In 1935 schilderde hij voor de Wereldtentoonstelling in Brussel zijn Grote Marine op een gigantisch formaat in slechts 48 uur. Het schilderij prijkte in het Salon van de Visserij, als deel van het Paleis van de Natie, ook wel het Modelstation genoemd. Oscar Jespers verzorgde het voorportaal en George Minne toonde zijn Fontein der Geknielden op de binnenplaats. Nadien werd Grote Marine aangekocht door het Ministerie van Economische Zaken. Permeke had het moeilijk om er afstand van te nemen.
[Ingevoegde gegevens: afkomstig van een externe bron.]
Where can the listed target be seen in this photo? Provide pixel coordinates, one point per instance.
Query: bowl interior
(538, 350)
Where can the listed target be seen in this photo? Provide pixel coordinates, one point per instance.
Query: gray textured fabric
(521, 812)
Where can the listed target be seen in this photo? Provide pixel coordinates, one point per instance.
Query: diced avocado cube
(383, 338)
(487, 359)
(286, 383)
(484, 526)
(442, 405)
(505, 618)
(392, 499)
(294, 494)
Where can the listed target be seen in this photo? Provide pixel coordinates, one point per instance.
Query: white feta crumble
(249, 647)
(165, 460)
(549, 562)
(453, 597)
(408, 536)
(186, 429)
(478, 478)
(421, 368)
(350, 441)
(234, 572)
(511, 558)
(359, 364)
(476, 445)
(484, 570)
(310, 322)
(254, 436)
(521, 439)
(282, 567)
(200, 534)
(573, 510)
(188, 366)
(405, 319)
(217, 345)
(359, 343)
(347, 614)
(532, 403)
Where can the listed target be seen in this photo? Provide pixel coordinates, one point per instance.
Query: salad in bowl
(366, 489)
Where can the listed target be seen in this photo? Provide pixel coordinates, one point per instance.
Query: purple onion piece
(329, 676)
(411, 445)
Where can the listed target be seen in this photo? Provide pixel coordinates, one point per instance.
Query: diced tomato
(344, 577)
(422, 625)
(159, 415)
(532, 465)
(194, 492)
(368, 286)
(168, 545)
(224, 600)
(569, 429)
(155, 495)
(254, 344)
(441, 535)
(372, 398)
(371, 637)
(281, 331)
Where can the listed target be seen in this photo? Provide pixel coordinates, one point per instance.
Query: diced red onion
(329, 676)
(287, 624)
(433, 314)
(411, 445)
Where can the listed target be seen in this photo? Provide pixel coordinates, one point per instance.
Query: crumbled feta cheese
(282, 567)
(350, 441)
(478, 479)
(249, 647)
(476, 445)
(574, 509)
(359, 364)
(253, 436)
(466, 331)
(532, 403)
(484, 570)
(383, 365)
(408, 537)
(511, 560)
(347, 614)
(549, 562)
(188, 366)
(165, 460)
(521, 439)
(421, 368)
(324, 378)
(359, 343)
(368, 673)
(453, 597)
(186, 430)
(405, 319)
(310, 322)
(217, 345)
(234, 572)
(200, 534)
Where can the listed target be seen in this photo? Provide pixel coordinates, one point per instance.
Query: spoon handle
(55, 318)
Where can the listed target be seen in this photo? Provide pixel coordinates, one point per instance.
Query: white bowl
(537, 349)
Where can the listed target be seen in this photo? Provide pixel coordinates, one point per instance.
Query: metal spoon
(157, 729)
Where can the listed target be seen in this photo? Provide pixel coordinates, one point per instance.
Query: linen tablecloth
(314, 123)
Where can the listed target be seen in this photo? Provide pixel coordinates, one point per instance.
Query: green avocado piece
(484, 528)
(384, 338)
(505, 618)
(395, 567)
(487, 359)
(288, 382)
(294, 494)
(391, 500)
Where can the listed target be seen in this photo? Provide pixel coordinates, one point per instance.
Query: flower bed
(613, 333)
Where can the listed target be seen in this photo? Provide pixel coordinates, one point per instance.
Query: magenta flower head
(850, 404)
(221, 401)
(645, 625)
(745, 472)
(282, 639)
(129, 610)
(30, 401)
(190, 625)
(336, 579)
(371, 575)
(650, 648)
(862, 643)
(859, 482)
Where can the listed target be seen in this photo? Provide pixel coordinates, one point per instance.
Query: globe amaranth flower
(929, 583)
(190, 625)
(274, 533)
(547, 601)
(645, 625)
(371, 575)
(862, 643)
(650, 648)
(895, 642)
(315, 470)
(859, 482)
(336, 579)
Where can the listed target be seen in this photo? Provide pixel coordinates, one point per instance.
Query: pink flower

Daarom schilderde hij een tweede Grote Marine met gelijke afmetingen, waaraan hij zes maanden werkte. Dat nieuwe werk leverde hij aan overheid. Tot vandaag is het nog steeds spoorloos, net als het wandreliëf van Oscar Jespers.
Zijn boot gaf Permeke uiteindelijk aan zijn oudste zoon Johnnie als huwelijksgeschenk. In 1944 werd al het koperwerk van de boot door de Duitse bezetter weggehaald en werd de boot tot zinken gebracht in de Damse vaart ter hoogte van Oostkerke.
Sinds november 2019 staat de Grote Marine opnieuw in de kijker in het Permekemuseum te Jabbeke. Het heeft een prominente plaats gekregen in het beeldhouwatelier. In dit atelier (en bij uitbreiding de grote beeldentuin rondom het museum) worden regelmatig hedendaagse kunstenaars uitgenodigd om tentoon te stellen. In 2020 laat Rein Dufait (°1990, woont en werkt in Oostende) zich inspireren door Permeke en in het bijzonder door Grote Marine.
Deze duotentoonstelling krijgt als titel ‘Nachtkieren, dwaaltroggen, verfsnedes’. Het zijn woorden die Rein Dufait zelf bedacht en koppelt aan wat er momenteel in zijn atelier gebeurt. Ze roepen veel associaties op en zeggen tegelijkertijd niets. Het zijn ongewone samenstellingen en combinaties die ontstaan vanuit een zoektocht naar beelden. Dufait is geen schilder pur sang zoals Permeke. Hij is evenmin een genrekunstenaar die marines of landschappen creëert. Dufait denkt vanuit de materie om zijn beelden vorm te geven. De zee en het strand zijn daarbij zeer vaak een bron van inspiratie. Hij maakt objecten die de idee van maakbaarheid uitdagen. Aan maakbaarheid kleeft een gevoel van controle. Het suggereert dat je iets doelmatig kunt vormgeven, mits het volgen van een stappenplan. De ideeën die hij uitwerkt, verraden sterk de hand van de kunstenaar en de tijd die nodig is om een sculptuur te laten groeien. Dit kan vrij letterlijk genomen worden, wanneer hij met de hand een tunnel in het strandzand graaft – wie herinnert het zich als kind? – en deze actie vervolgens tot sculptuur verheft door middel van beton.
Grote Marine van Permeke hangt centraal in de tentoonstelling. Dit grote zeegezicht inspireert Rein Dufait om vanuit zijn eigen artistieke praktijk een nieuw beeld te creëren als een tegenhanger in de ruimte. Het wordt evengoed een Grote Marine met exact dezelfde afmetingen als het werk van Permeke. Het werk krijgt een duidelijke planindeling met strand, zee en lucht. Van daaruit onderzoekt hij hoe gestileerde vormen – hij noemt het draaltekeningen of vormelijke overpeinzingen – deel kunnen worden van dat archetype beeld van een zeegezicht.